Za dwa tygodnie w naszej parafii odbędą się dni spowiedzi. Na ich zakończenie rozpoczniemy peregrynację w naszych domach ikony tej ikony – Jezus z przyjacielem. To będzie nasze duchowe przygotowanie do misji.

Chcę, by ta ikona (będzie ich dużo) znalazła się na jedną dobę w każdym domu – niech odbędzie swoją kolędę. Zaproście ją do każdego domu. Do każdego – podkreślam. Niezależnie, kto tam mieszka – wierzący czy wątpiący, praktykujący czy nie, modlący się gorliwie, czy taki, który już wszystko zapomniał.

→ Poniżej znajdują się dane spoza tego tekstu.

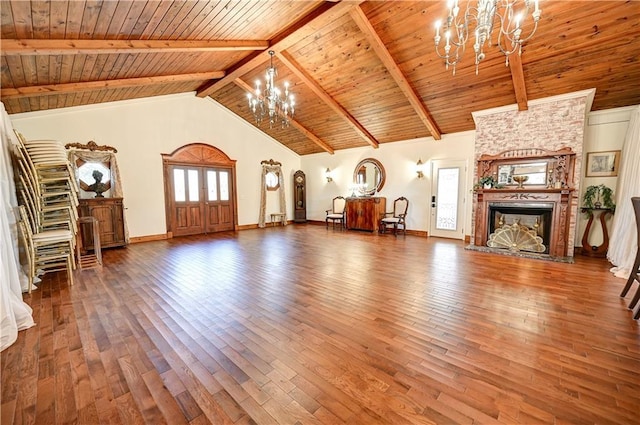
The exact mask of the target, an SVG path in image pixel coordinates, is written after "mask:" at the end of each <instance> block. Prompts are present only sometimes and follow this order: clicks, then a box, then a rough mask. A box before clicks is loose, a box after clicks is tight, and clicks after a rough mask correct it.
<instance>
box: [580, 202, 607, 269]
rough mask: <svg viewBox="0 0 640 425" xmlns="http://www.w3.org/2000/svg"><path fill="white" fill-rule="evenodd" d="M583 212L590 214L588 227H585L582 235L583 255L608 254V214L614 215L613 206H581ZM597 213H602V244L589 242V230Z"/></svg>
mask: <svg viewBox="0 0 640 425" xmlns="http://www.w3.org/2000/svg"><path fill="white" fill-rule="evenodd" d="M580 210H581V211H582V212H583V213H587V214H588V215H589V221H588V222H587V227H586V228H585V229H584V234H583V235H582V255H588V256H589V257H605V256H606V255H607V249H609V232H608V231H607V223H606V219H607V215H609V214H611V215H613V209H612V208H581V209H580ZM596 214H599V215H600V227H601V228H602V244H600V246H596V245H590V244H589V231H590V230H591V225H592V224H593V220H594V218H595V216H596Z"/></svg>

Jaki jest cel tej peregrynacji?

Chciałbym, by obecność tej ikony w naszym domu przyniosła nam jedną prawdę i jedno wezwanie. Gdy przyjdzie ta ikona do twojego domu. Gdy spojrzysz na Jezusa, który obejmuje swojego przyjaciela to pomyśl i poczuj, że Jezus chce tego samego wobec ciebie.

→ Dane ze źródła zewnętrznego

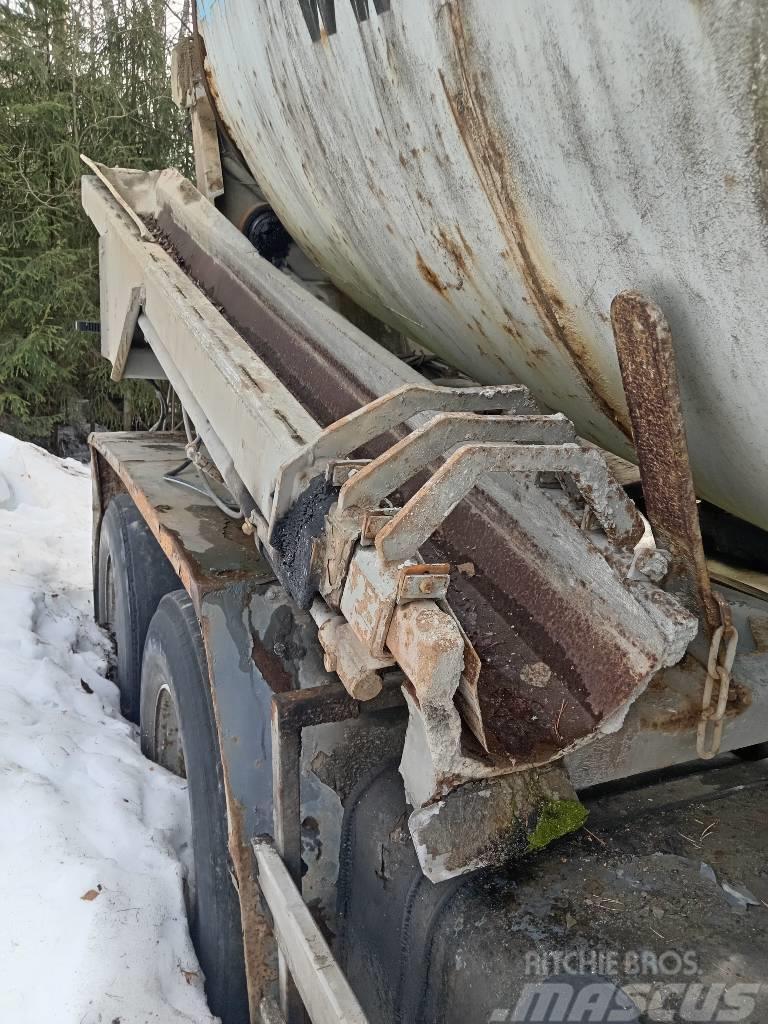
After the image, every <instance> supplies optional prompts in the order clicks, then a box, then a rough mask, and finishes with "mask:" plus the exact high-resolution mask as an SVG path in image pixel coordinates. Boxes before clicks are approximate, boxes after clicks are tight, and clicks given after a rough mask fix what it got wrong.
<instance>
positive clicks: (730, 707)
mask: <svg viewBox="0 0 768 1024" xmlns="http://www.w3.org/2000/svg"><path fill="white" fill-rule="evenodd" d="M657 678H659V677H657ZM654 682H655V680H654ZM653 688H654V689H655V688H656V687H653ZM660 688H662V689H663V688H664V687H663V686H662V687H660ZM751 705H752V690H750V689H749V688H748V687H746V686H743V685H742V684H741V683H737V682H736V681H735V680H731V688H730V693H729V694H728V703H727V706H726V709H725V719H726V721H730V720H732V719H734V718H738V716H739V715H743V713H744V712H745V711H746V710H748V708H750V706H751ZM700 718H701V703H700V698H699V697H694V698H691V699H690V700H689V701H688V702H687V703H686V706H685V707H684V708H682V709H681V710H680V711H677V712H674V713H673V714H672V715H666V716H659V717H657V718H652V719H651V718H643V719H642V720H641V722H640V728H641V729H647V730H648V731H649V732H667V733H676V732H694V731H695V729H696V727H697V726H698V722H699V719H700Z"/></svg>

On chce się z tobą zaprzyjaźnić. A jeśli ta przyjaźń już jest, chce ją pogłębić. Na tym mają polegać misje. Na tym ma polegać sens tej peregrynacji.

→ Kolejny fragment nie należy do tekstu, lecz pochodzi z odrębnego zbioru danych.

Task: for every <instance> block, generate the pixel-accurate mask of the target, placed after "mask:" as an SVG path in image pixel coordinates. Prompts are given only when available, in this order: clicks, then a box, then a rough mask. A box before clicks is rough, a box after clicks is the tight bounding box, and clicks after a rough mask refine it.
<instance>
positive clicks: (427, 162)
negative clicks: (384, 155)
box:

To powinno być bardzo osobiste. Nie zapraszajmy na ten dzień sąsiadów i dalszej rodziny. Niech to będzie osobiste i intymne. Ty i Jezus – przyjaciel z przyjacielem.

Dlaczego to jest takie ważne?

Gdy Jezus dotyka to przemienia się ludzkie życie.

Chory w ewangelii cierpiał na trąd. Jezus go dotknął i uzdrowił. Chory został uzdrowiony.

Jezus chce cię dotykać. Chce dotykać twoich chorób, twoich zranień, twoich cierpień i strapień, twoich łez. Chce dotykać trądu twojego grzechu – twoich nałogów i nieprawości. Chce dotykać twojego życia – takiego jakim jest. Nie trzeba pudrować swoich ran ani udawać, że nic nie boli.

Jezus z mocą chce wejść w nasze życie i przemieniać je. A przez przemianę naszego życia przemieniać nasze rodziny i całą parafię.

Czy Jezus dotknie wszystkich? Nie! Nie wszystkich. Dotyka się tylko przyjaciół i bliskich. I Jezus to szanuje. Nie wkracza w ludzkie życie nieproszony, nie wciska się w nie na siłę. Chce się najpierw zaprzyjaźnić.

Jezus nie odrzuca nikogo. Każdy może być jego przyjacielem. Każdy może poczuć jego dłoń na swoim ramieniu.

W Ewangelii Łukasz jest scena w której prostytutka wkrada się na ucztę, by dotknąć jezusowych stóp, by je obmyć swoimi łzami, wycierać włosami, namaszczać oliwą i całować.

Jezus pozwala na to, nie odrzuca jej. Kobieta, wierzę w to głęboko, odchodzi przemieniona. Dotyk Jezusa przemienił jej życie. I poszła do nieba.

Niech dotknięcie Jezusa, naszego przyjaciela, przemieni i nasze życie.